Table 3. Mean concentrations (averaged across all ponds) of PO43–P), dissolved organic P (DOP), particulate P (PP), NH4+–N, NO2+3, dissolved organic N (DON), particulate N (PN), silica (SiO2), TN and TP, all expressed in µg/L, and particle concentrations (TSS = total suspended solids, in mg/L) in the inflow vs. outflow from the 13 study ponds during March, May and July 2002.

Table 3
        As expected, the ponds sequestered much of the incoming nutrients. Retention of orthophosphate (PO43–P) increased later in the season, presumably because of uptake by primary producers. Similar patterns of net uptake were observed for the inorganic nutrients nitrate (NO2+3–N) and silica (SiO2). By contrast, ammonium (NH4+ –N), which results primarily from the decomposition of organically bound N, consistently showed net export downstream.

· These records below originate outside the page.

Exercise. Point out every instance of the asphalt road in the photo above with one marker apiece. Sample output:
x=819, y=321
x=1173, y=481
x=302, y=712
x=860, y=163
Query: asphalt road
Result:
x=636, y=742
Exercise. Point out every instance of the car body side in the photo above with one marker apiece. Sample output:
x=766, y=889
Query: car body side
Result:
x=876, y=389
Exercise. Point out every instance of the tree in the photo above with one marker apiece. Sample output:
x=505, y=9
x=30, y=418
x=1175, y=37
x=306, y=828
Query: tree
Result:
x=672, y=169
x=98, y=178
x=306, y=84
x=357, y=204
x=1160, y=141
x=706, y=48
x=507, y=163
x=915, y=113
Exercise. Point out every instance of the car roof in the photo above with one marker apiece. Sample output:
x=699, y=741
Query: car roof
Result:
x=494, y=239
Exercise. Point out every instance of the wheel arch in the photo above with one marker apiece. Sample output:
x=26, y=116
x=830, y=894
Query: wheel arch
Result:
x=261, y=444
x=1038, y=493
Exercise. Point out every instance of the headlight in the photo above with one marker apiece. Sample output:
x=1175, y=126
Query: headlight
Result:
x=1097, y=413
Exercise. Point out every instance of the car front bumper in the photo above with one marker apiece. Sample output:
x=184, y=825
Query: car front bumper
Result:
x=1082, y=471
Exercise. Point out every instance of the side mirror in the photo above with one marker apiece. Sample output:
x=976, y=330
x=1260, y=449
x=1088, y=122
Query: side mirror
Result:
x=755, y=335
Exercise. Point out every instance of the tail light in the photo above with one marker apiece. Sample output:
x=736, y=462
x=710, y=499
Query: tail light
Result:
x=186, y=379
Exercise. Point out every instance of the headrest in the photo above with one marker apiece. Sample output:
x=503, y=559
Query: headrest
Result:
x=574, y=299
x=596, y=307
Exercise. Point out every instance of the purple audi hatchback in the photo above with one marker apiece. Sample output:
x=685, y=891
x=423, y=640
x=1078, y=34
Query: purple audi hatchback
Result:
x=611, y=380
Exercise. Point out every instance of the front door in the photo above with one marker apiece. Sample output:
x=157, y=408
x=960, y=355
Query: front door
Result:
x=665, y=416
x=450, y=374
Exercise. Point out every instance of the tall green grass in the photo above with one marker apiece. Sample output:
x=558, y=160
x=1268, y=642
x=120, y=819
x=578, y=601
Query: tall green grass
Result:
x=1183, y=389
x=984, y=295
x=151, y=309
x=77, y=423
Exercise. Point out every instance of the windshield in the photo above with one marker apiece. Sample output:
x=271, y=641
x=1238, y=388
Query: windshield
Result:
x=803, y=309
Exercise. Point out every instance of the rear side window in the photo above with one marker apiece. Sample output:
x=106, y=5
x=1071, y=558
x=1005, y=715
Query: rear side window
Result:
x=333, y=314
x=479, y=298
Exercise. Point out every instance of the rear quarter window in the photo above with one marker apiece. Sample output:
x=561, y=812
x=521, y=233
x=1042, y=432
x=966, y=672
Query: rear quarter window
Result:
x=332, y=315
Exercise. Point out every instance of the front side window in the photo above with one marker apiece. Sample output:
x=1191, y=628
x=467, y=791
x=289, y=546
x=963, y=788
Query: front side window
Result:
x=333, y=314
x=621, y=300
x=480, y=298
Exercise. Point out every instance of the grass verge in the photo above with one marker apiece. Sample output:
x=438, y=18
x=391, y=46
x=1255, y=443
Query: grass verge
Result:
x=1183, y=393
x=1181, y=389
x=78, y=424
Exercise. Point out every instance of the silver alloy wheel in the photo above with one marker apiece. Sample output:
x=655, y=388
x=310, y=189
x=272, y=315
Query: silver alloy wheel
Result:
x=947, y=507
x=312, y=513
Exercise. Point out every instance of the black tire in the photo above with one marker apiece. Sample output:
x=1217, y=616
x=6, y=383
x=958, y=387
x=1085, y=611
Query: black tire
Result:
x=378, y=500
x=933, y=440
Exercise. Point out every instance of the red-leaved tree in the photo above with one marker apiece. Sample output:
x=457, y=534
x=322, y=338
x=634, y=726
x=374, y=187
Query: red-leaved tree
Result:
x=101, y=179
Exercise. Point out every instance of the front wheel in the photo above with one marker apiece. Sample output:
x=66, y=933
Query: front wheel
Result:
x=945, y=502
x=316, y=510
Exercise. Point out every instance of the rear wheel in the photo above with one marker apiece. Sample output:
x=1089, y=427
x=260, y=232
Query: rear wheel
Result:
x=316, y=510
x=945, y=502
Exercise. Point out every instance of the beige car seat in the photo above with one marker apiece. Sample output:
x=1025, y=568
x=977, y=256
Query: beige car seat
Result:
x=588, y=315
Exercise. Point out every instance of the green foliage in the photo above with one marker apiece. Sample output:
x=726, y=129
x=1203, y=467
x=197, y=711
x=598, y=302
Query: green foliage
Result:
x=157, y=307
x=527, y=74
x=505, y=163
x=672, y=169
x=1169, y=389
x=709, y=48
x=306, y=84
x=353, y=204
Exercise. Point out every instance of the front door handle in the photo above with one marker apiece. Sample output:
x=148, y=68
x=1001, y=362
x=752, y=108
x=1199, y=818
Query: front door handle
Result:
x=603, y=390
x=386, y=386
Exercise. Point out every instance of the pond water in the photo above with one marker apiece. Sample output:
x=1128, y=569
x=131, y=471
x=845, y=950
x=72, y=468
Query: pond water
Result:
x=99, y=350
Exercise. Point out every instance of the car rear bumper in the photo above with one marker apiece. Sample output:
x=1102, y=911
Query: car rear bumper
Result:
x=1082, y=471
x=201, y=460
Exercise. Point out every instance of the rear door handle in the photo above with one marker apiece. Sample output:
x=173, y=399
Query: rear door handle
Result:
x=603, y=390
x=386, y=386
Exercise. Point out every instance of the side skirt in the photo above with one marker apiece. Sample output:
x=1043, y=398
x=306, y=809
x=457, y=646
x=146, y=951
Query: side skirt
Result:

        Ponds produced by impounding streams have the well-deserved reputation of trapping particles suspended in the inflow during rain events. At other times (when streams are at normal flow), however, ponds are likely to be net exporters of particles. Basically, the ponds may be viewed as reaction chambers, converting dissolved nutrients into phytoplankton tissue, bacteria and other organic particles, exporting a portion of these particles downstream (the remaining fraction may settle to the sediments or be returned to dissolved inorganic forms by decomposition). Particulate forms of nitrogen (PN) and phosphorus (PP) both showed net export from the ponds. A further indication of the net export of particles is indicated by the slightly higher concentrations of total suspended solids in the outflows than in the inflows of the ponds.